A coalition without the haredi parties will also punish Shas and namely one of its three leaders, Aryeh Deri, who conducted a harsh campaign against the Likud and Netanyahu.
Still, sources close to Netanyahu say that he fears forming a coalition without the ultra-Orthodox, considered in his eyes and despite everything, natural partners and political allies.
These sources also claim that Netanyahu is not interested in leading a move like that done by Ariel Sharon in 2003 and create a haredi-less government.
The best scenario for Netanyahu is forming an broad government with his natural right-wing partners and the Center-Left bloc. In this case, size could also be a disadvantage and Netanyahu will struggle to set common guidelines for all coalition members.
Livni announced that she will demand "a heavy political price" in exchange for her willingness to join the coalition and Bennett claims that negotiations with the Palestinians on the establishment of a Palestinian state will be "a catastrophe".

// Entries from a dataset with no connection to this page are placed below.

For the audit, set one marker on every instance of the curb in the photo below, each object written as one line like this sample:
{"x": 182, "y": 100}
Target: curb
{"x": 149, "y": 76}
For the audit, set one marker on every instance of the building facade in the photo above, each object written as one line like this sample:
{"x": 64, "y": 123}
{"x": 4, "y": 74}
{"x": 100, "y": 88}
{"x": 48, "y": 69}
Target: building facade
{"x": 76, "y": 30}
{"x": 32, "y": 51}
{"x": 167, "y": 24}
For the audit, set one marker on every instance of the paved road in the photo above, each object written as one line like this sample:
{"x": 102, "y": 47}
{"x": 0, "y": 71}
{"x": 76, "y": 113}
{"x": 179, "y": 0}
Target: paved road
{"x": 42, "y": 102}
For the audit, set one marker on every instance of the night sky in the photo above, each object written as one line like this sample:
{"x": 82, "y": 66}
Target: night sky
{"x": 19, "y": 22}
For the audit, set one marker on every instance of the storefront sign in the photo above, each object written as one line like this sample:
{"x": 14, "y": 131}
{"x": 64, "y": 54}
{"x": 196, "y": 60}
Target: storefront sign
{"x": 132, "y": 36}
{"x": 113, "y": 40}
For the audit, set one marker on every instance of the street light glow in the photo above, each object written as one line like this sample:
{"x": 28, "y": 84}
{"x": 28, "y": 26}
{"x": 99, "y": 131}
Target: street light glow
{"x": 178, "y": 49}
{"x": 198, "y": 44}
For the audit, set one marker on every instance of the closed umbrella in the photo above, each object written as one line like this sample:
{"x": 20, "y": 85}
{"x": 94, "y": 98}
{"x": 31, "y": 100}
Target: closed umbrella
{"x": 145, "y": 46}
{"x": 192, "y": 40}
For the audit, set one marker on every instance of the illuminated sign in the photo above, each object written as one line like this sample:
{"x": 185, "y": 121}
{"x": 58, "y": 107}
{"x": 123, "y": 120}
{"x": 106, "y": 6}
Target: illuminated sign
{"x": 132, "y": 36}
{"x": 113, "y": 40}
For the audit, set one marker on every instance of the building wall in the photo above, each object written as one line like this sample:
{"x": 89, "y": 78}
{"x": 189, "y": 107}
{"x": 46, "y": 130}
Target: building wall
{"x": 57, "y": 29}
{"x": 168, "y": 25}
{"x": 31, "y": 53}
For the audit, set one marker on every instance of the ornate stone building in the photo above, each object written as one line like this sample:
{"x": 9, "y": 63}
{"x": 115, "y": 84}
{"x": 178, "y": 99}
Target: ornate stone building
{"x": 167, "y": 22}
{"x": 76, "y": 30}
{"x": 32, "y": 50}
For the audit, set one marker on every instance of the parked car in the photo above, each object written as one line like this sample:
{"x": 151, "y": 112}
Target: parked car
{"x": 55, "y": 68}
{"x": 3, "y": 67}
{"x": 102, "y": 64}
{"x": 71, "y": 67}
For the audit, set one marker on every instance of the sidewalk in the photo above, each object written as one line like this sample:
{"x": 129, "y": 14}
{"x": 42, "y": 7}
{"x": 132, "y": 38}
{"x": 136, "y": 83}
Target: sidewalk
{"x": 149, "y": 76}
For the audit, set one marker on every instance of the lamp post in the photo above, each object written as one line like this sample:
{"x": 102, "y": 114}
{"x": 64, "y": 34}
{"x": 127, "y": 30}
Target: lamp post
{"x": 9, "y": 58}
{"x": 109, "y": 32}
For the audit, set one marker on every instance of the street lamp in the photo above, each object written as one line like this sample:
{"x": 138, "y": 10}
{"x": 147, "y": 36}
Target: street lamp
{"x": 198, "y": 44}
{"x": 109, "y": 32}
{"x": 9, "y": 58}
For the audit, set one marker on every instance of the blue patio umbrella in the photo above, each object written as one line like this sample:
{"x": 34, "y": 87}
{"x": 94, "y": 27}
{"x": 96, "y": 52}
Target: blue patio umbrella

Livni also declared that the State of Israel needs a government "without Bennett."
An additional option is to form a narrow right-center government; excluding Shas and Livni. Bennett will gain a coalition without Livni and political negotiations, Lapid will gain a coalition without the ultra-Orthodox.
Furthermore, this is still a relatively fragile and unstable coalition and the polarity of its members is likely to cause crises pertaining to other issues. This scenario is quite the gamble for Netanyahu for he will then forsake his haredi partners.

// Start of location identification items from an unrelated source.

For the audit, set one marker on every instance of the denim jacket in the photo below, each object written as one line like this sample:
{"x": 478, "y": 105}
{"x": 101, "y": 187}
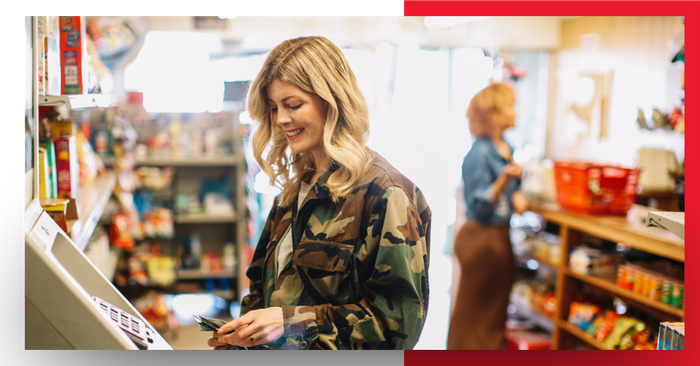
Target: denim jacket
{"x": 480, "y": 168}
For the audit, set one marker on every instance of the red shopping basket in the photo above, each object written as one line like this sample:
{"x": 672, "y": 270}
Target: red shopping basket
{"x": 595, "y": 188}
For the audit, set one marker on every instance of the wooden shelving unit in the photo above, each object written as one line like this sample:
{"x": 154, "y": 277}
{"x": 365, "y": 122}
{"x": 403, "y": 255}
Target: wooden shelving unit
{"x": 621, "y": 229}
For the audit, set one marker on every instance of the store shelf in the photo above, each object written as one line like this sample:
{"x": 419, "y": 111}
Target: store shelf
{"x": 205, "y": 219}
{"x": 198, "y": 274}
{"x": 76, "y": 101}
{"x": 525, "y": 309}
{"x": 629, "y": 230}
{"x": 611, "y": 286}
{"x": 228, "y": 160}
{"x": 581, "y": 335}
{"x": 620, "y": 229}
{"x": 671, "y": 221}
{"x": 92, "y": 199}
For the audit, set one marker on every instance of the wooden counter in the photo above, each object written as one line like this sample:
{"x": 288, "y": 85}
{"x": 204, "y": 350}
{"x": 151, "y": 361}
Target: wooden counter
{"x": 629, "y": 230}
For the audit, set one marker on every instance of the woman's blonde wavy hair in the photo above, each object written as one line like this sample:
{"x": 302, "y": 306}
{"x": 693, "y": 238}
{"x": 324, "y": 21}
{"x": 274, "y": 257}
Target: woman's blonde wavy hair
{"x": 315, "y": 65}
{"x": 486, "y": 108}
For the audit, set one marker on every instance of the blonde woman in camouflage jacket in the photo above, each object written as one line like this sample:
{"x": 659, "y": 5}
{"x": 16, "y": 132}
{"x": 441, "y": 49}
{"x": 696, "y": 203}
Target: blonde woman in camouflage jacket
{"x": 342, "y": 262}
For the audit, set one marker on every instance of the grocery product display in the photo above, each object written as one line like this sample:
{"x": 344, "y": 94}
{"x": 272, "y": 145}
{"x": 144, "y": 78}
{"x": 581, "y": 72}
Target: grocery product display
{"x": 616, "y": 280}
{"x": 163, "y": 204}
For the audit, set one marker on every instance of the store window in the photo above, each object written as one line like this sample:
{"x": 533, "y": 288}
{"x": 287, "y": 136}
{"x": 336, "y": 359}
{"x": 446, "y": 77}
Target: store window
{"x": 172, "y": 71}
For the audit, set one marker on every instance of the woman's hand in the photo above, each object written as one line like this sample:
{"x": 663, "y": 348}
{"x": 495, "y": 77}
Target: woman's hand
{"x": 254, "y": 328}
{"x": 512, "y": 170}
{"x": 520, "y": 204}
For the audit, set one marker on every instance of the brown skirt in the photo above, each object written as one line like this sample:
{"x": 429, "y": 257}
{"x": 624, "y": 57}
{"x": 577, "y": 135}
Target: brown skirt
{"x": 485, "y": 255}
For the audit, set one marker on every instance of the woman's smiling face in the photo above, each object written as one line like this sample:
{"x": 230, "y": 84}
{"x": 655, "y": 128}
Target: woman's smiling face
{"x": 301, "y": 116}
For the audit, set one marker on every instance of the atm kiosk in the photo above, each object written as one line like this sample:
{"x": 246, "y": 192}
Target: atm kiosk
{"x": 68, "y": 302}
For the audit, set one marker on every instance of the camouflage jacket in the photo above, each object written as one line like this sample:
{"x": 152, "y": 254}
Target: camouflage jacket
{"x": 365, "y": 256}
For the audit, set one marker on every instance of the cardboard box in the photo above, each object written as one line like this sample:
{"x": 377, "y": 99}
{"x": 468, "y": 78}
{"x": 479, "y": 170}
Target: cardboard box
{"x": 63, "y": 129}
{"x": 67, "y": 166}
{"x": 73, "y": 52}
{"x": 51, "y": 165}
{"x": 49, "y": 36}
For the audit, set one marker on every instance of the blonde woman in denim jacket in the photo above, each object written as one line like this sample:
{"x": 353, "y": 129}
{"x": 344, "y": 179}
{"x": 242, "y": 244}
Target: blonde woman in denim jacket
{"x": 491, "y": 182}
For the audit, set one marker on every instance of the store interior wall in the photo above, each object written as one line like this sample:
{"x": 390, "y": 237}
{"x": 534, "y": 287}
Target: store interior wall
{"x": 635, "y": 54}
{"x": 417, "y": 109}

Party leaders started on Tuesday night to communicate amongst themselves. Following the exit poll results, Netanyahu chose to make his first phone call to Lapid. "We have a chance to do very big things for the benefit of the State of Israel," we have an opportunity do great things for the State of Israel," Netanyahu told Lapid on Tuesday night.

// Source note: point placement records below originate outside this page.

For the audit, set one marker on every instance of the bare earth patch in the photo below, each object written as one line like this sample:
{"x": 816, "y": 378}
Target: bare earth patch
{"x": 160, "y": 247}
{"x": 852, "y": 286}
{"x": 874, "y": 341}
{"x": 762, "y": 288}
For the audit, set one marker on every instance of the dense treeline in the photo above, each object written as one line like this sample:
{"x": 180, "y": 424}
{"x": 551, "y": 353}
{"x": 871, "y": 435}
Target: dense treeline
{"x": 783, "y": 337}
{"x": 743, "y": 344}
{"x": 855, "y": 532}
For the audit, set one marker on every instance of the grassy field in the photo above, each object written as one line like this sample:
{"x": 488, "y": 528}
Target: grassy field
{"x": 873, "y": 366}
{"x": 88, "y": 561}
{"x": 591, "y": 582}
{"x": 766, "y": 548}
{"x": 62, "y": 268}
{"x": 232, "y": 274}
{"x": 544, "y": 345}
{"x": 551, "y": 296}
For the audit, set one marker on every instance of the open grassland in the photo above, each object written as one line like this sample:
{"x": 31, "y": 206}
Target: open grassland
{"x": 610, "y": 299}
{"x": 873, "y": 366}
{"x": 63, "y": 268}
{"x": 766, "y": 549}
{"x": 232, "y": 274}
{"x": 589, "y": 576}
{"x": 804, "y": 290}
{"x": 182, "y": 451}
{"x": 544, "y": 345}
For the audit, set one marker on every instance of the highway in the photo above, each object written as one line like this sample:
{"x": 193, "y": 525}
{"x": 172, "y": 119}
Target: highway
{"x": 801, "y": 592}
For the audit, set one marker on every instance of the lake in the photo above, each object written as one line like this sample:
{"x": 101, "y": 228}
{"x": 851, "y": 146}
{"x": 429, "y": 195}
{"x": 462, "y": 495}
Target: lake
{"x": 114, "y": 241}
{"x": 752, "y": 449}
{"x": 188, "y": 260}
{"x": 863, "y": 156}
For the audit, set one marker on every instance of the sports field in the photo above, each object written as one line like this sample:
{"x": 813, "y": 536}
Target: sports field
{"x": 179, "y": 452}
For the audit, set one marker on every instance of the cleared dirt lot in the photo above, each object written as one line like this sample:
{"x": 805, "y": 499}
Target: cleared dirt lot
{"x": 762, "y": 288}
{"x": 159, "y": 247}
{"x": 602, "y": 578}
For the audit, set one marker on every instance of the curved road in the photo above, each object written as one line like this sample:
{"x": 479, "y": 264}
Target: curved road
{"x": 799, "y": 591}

"With the elections behind us, we can focus on taking action for the benefit of the citizens of Israel," Netanyahu said.
Labor Chairwoman Shelly Yachimovich and Hatnua Chairwoman Tzipi Livni called to congratulate Lapid on his party's achievement.
Habayit Hayehudi Chairman Bennet also spoke with the Yesh Atid chairman and said afterwards: "We congratulated one another. Lapid is a good person."
Shas leader Eli Yishai said that he spoke with the prime minister and with the Labor leader and said that the three of them congratulated each other. Yishai sent a message to Yesh Atid's Lapid and said "if he wants a stable government, he will need to understand that we must work together."